The 11.7% drop on this recent new Black Tuesday ratified that nothing has a price anymore, in the market there's a dissolution of assets which has effectively liquidated savings of a chunk of the population and this will result in a decreasing buying capacity, which in turn will affect companies' growth and consumers' ability to reactivate expenditure.
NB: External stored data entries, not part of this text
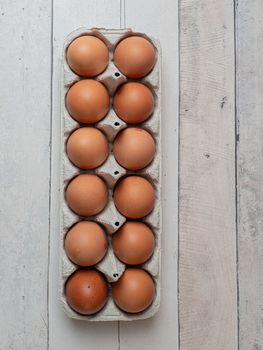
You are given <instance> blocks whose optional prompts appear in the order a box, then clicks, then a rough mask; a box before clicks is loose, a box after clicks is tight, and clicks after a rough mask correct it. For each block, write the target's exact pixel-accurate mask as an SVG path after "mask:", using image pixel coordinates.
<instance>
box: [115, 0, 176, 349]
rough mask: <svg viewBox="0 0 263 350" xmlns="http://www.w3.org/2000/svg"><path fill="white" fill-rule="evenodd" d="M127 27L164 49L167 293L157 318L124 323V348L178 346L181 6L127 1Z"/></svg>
mask: <svg viewBox="0 0 263 350" xmlns="http://www.w3.org/2000/svg"><path fill="white" fill-rule="evenodd" d="M122 23H123V25H124V26H126V27H127V28H132V29H133V30H138V31H142V32H145V33H147V34H148V35H153V36H154V37H156V38H157V39H159V40H160V42H161V46H162V147H163V156H162V168H163V178H162V209H163V228H162V272H161V280H162V289H161V306H160V310H159V311H158V313H157V314H156V315H155V316H154V317H153V318H151V319H148V320H144V321H136V322H129V323H127V322H126V323H125V322H121V323H120V349H121V350H130V349H143V350H147V349H151V350H152V349H156V350H159V349H164V348H165V350H176V349H177V348H178V312H177V246H178V230H177V228H178V222H177V210H178V208H177V203H178V192H177V182H178V168H177V162H178V157H177V155H178V3H177V1H173V0H165V1H161V0H158V1H150V0H146V1H139V0H133V1H126V3H125V18H122Z"/></svg>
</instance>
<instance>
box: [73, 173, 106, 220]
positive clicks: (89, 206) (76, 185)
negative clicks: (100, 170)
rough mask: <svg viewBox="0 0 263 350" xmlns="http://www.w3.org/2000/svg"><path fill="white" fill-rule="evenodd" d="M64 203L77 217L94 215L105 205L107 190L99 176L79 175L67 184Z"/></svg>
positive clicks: (93, 175) (104, 206) (100, 209)
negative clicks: (80, 215) (70, 209)
mask: <svg viewBox="0 0 263 350" xmlns="http://www.w3.org/2000/svg"><path fill="white" fill-rule="evenodd" d="M66 201H67V203H68V205H69V207H70V208H71V209H72V210H73V211H74V212H75V213H77V214H78V215H81V216H92V215H96V214H98V213H99V212H101V211H102V210H103V209H104V208H105V206H106V204H107V201H108V189H107V186H106V185H105V183H104V181H103V180H101V178H100V177H99V176H97V175H93V174H81V175H78V176H77V177H75V178H74V179H73V180H72V181H71V182H70V183H69V185H68V187H67V189H66Z"/></svg>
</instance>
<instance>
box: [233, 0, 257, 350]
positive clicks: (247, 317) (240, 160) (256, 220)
mask: <svg viewBox="0 0 263 350" xmlns="http://www.w3.org/2000/svg"><path fill="white" fill-rule="evenodd" d="M237 4H238V6H237V9H236V18H237V22H236V23H237V28H236V29H237V30H236V33H237V121H238V130H237V131H238V133H239V142H238V147H237V161H238V163H237V164H238V167H237V175H238V186H237V190H238V197H237V198H238V275H239V319H240V324H239V329H240V335H239V343H240V350H260V349H263V326H262V323H263V275H262V270H263V250H262V247H263V236H262V232H263V221H262V217H263V201H262V198H263V176H262V172H263V157H262V156H263V142H262V140H263V119H262V116H263V115H262V111H263V67H262V60H263V2H262V1H261V0H253V1H249V2H247V1H245V0H239V1H238V3H237Z"/></svg>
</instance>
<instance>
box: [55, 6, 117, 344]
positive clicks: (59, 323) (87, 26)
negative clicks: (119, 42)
mask: <svg viewBox="0 0 263 350" xmlns="http://www.w3.org/2000/svg"><path fill="white" fill-rule="evenodd" d="M53 23H54V30H53V45H54V51H53V103H52V186H51V192H52V203H51V259H50V271H51V273H50V300H49V301H50V303H49V307H50V311H49V314H50V331H49V333H50V339H49V343H50V350H58V349H63V350H72V349H78V350H84V349H85V350H87V349H98V350H100V349H107V350H117V349H118V323H117V322H101V323H89V322H88V323H87V322H82V321H76V320H73V319H70V318H68V317H67V316H66V314H65V313H64V311H63V309H62V306H61V305H60V303H59V290H58V288H59V287H58V280H59V273H58V267H59V225H58V216H59V208H58V205H59V196H56V192H57V191H58V188H59V186H58V185H59V184H58V176H59V168H58V162H57V160H58V159H59V150H60V147H59V140H60V96H61V95H60V86H61V70H62V69H61V57H62V47H63V43H64V40H65V37H66V36H67V35H68V34H69V33H70V32H72V31H73V30H75V29H77V28H79V27H83V26H85V27H88V28H91V27H107V28H118V27H119V26H120V2H119V0H113V1H106V0H101V1H91V0H90V1H86V0H82V1H77V2H76V1H70V0H67V1H59V0H54V13H53Z"/></svg>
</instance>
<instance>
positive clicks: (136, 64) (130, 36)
mask: <svg viewBox="0 0 263 350" xmlns="http://www.w3.org/2000/svg"><path fill="white" fill-rule="evenodd" d="M114 63H115V65H116V66H117V67H118V69H119V70H120V71H121V72H122V73H123V74H124V75H126V76H127V77H129V78H142V77H144V76H145V75H147V74H148V73H149V72H150V71H151V70H152V68H153V66H154V64H155V48H154V46H153V45H152V44H151V43H150V41H149V40H147V39H144V38H142V37H140V36H130V37H128V38H126V39H123V40H122V41H121V42H120V43H119V44H118V45H117V47H116V49H115V51H114Z"/></svg>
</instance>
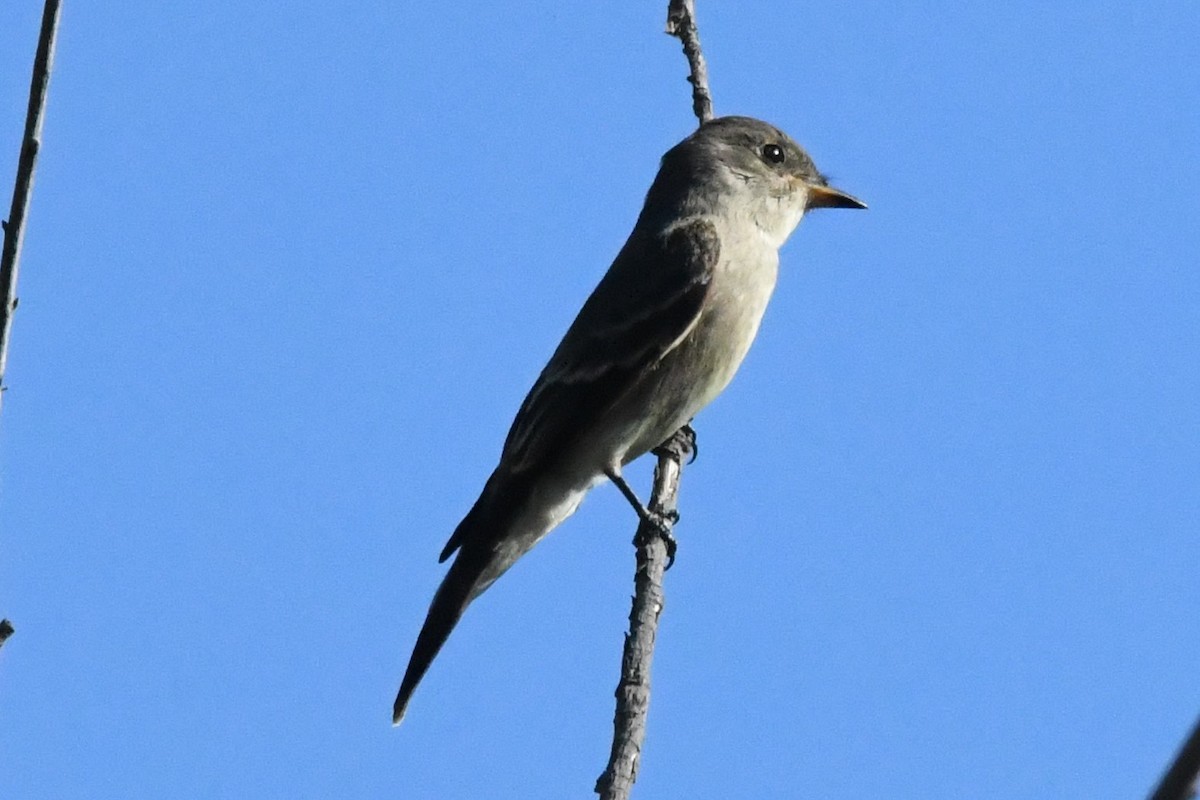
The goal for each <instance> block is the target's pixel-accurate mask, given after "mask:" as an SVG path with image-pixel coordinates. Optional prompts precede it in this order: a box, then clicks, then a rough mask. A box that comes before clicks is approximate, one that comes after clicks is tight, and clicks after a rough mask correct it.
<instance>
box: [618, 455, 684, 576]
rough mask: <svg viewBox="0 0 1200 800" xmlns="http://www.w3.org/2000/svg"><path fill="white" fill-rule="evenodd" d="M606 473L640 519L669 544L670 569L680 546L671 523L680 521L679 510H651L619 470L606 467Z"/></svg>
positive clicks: (668, 553) (672, 524) (669, 564)
mask: <svg viewBox="0 0 1200 800" xmlns="http://www.w3.org/2000/svg"><path fill="white" fill-rule="evenodd" d="M604 474H605V475H607V476H608V480H610V481H612V482H613V483H614V485H616V486H617V488H618V489H620V493H622V494H624V495H625V499H626V500H629V505H631V506H634V511H636V512H637V517H638V519H641V521H642V522H644V523H646V524H647V525H649V527H650V528H653V529H654V531H655V533H656V534H658V535H659V536H660V537H661V539H662V543H664V545H666V546H667V566H666V569H667V570H670V569H671V565H672V564H674V554H676V549H678V547H679V543H678V542H677V541H676V539H674V536H672V535H671V525H673V524H674V523H677V522H679V512H678V511H650V510H649V509H647V507H646V506H644V505H643V504H642V501H641V500H638V499H637V495H636V494H635V493H634V489H631V488H630V487H629V483H626V482H625V479H624V477H622V476H620V474H619V473H617V470H614V469H606V470H605V471H604Z"/></svg>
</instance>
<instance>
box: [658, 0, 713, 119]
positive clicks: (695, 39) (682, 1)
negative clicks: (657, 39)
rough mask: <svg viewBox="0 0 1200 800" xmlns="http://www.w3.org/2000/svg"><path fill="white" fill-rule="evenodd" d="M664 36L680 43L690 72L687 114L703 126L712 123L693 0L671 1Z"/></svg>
mask: <svg viewBox="0 0 1200 800" xmlns="http://www.w3.org/2000/svg"><path fill="white" fill-rule="evenodd" d="M667 34H670V35H671V36H676V37H678V40H679V42H680V43H683V54H684V55H685V56H688V67H689V68H690V70H691V72H690V74H689V76H688V83H690V84H691V110H692V112H694V113H695V114H696V119H697V120H700V124H701V125H703V124H704V122H707V121H708V120H710V119H713V95H712V94H710V92H709V91H708V64H707V62H706V61H704V54H703V53H702V52H701V49H700V31H698V30H697V29H696V0H671V5H670V6H668V7H667Z"/></svg>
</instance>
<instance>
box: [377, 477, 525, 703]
mask: <svg viewBox="0 0 1200 800" xmlns="http://www.w3.org/2000/svg"><path fill="white" fill-rule="evenodd" d="M528 491H529V488H528V486H526V485H524V483H523V482H521V481H511V480H504V479H502V477H500V475H499V474H493V475H492V477H491V479H490V480H488V481H487V486H486V487H485V488H484V492H482V494H480V497H479V500H476V501H475V505H474V507H472V510H470V512H469V513H468V515H467V516H466V517H464V518H463V521H462V522H461V523H458V527H457V528H456V529H455V531H454V535H452V536H450V541H449V542H448V543H446V547H445V549H444V551H443V552H442V557H440V559H439V560H440V561H445V560H446V559H448V558H450V555H451V554H452V553H454V552H455V549H457V551H458V555H457V557H456V558H455V560H454V564H451V565H450V570H449V571H448V572H446V577H445V578H444V579H443V581H442V585H440V587H438V590H437V594H434V595H433V602H432V603H431V604H430V613H428V614H427V615H426V616H425V625H422V626H421V632H420V633H419V634H418V637H416V644H415V645H414V646H413V655H412V657H410V658H409V660H408V669H407V670H404V679H403V680H402V681H401V684H400V693H398V694H396V704H395V706H392V716H391V723H392V724H400V722H401V720H403V718H404V710H406V709H407V708H408V700H409V698H410V697H412V696H413V691H414V690H415V688H416V685H418V684H420V682H421V678H424V676H425V673H426V670H427V669H428V668H430V664H431V663H432V662H433V658H434V657H437V655H438V651H439V650H442V645H443V644H445V642H446V638H449V636H450V631H452V630H454V627H455V625H457V624H458V620H460V619H461V618H462V613H463V612H464V610H466V609H467V606H469V604H470V601H473V600H474V599H475V597H478V596H479V595H480V594H481V593H482V591H484V590H485V589H487V587H490V585H491V584H492V582H493V581H496V579H497V578H498V577H499V576H500V575H502V573H503V572H504V571H505V570H508V569H509V567H510V566H511V565H512V563H514V561H515V560H516V559H517V558H518V557H520V554H521V551H517V549H514V548H511V547H510V548H508V549H506V552H505V554H504V555H502V554H500V553H498V552H497V545H498V543H499V542H502V541H503V540H505V539H506V537H508V535H510V534H511V530H510V529H511V528H512V524H514V521H515V517H516V516H517V512H518V511H520V509H521V506H522V504H523V503H524V501H526V500H527V499H528V497H529V495H528ZM532 545H533V542H530V543H529V546H532Z"/></svg>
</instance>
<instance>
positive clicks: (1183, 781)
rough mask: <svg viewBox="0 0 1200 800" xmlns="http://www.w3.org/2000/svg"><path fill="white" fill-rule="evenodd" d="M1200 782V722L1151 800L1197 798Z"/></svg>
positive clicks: (1175, 759)
mask: <svg viewBox="0 0 1200 800" xmlns="http://www.w3.org/2000/svg"><path fill="white" fill-rule="evenodd" d="M1198 782H1200V720H1198V721H1196V724H1195V727H1194V728H1192V733H1190V735H1188V738H1187V741H1184V742H1183V746H1182V747H1180V752H1178V754H1176V756H1175V760H1174V762H1172V763H1171V765H1170V768H1168V770H1166V774H1165V775H1164V776H1163V780H1162V781H1160V782H1159V784H1158V788H1157V789H1154V794H1152V795H1150V800H1188V798H1194V796H1196V783H1198Z"/></svg>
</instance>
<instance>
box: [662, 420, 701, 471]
mask: <svg viewBox="0 0 1200 800" xmlns="http://www.w3.org/2000/svg"><path fill="white" fill-rule="evenodd" d="M650 452H652V453H654V455H655V456H670V457H671V458H674V459H676V461H677V462H679V463H680V464H684V463H686V464H690V463H691V462H694V461H696V456H698V455H700V445H698V444H696V429H695V428H694V427H691V422H689V423H686V425H684V426H683V427H682V428H679V429H678V431H676V432H674V433H672V434H671V435H670V437H668V438H667V440H666V441H664V443H662V444H660V445H659V446H658V447H655V449H654V450H652V451H650ZM684 459H686V461H684Z"/></svg>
Financial analyst Francisco Uriburu told LPO: "To measure the existing stock market debacle in a nutshell, let's just say that if Galperín should sell MercadoLibre and buy the entire Stock Exchange, which today is worth 21,000 million, he'd have 8,000 million left over, this considering his company is rather small-scale compared to others listed on Nasdaq. This should give you an idea of how much the Argentine economy has shrunk. There are already estimates that this month there was a 10% drop."

Source: TradingView

"A similar stock market liquidation has not been seen since 1992" Uriburu pointed out "And it is not about the primaries. Actually, there is not a just single cause that can generate a similar debacle. It's a snowball; the elections, the retiring of Funds, plus the fear of returning to frontier [market status], also the interest rate affecting companies' results, add to this a lack of cash flow, plus the precautions for $50,000 million that were lost after it was impossible to renew them, and the funds of shares run with fear of having the same fate as those reached by Lacunza's announcements. Also, S&P's watchlist used to lower ratings on Mortgage, Provincia, Galicia, and Patagonia banks."

Javier Alvaredo, economist and director of ACM consulting firm, said: "Uncertainty has recently increased. I can't remember a minister who publicly announced he was going to send a law to Congress and six days later he still hadn't followed through. I don't think there'll be an agreement with the opposition and the default signals do not help at all. Maybe, if they had announced these measures last Sunday, Lacunza's announcements on Wednesday wouldn't have been necessary. And yet, they still won't share any details. It's understood that according to Lacunza, payments will be honored, but on September 8, USD 400 million will expire on the Bonar 2024 bond and it is still unknown if they are going to pay. This is not soothing, either."

Source: TradingView

"Everyone's keen to sell but there's no one on the other side willing to buy" adds Alvaredo. "Those with assets want to convert them into pesos whereas those with pesos want to exchange them to dollars since the market awaits for a sign of the opposition: "Let's go for it, but faster" and I don't think that's bound to happen. Also, after Sunday's announcement, the price of the future dollar dropped and those with hedges now will have to bring in further guarantees and to do it, they need to sell shares. And they'll keep on dropping." On this point, Uriburu agreed: "This is a one-way market, and no one has the resources or gumption to enter. Both funds and investors have lost their assets and this will have a real effect because the loss in purchasing power will disastrously reinforce a drop in purchasing power. While banks have experienced a steep rise in the cost of funding, Leliqs [Letters of Liquidity issued by the Central Bank tendered on a daily basis for a 5-day payment and can only be acquired by banks.] today are a high risk for them since they have invested in them and at some point the government will cash on the Leliqs. Thus, banks will rather divest in order to achieve a cash cushion for the foreseeable future."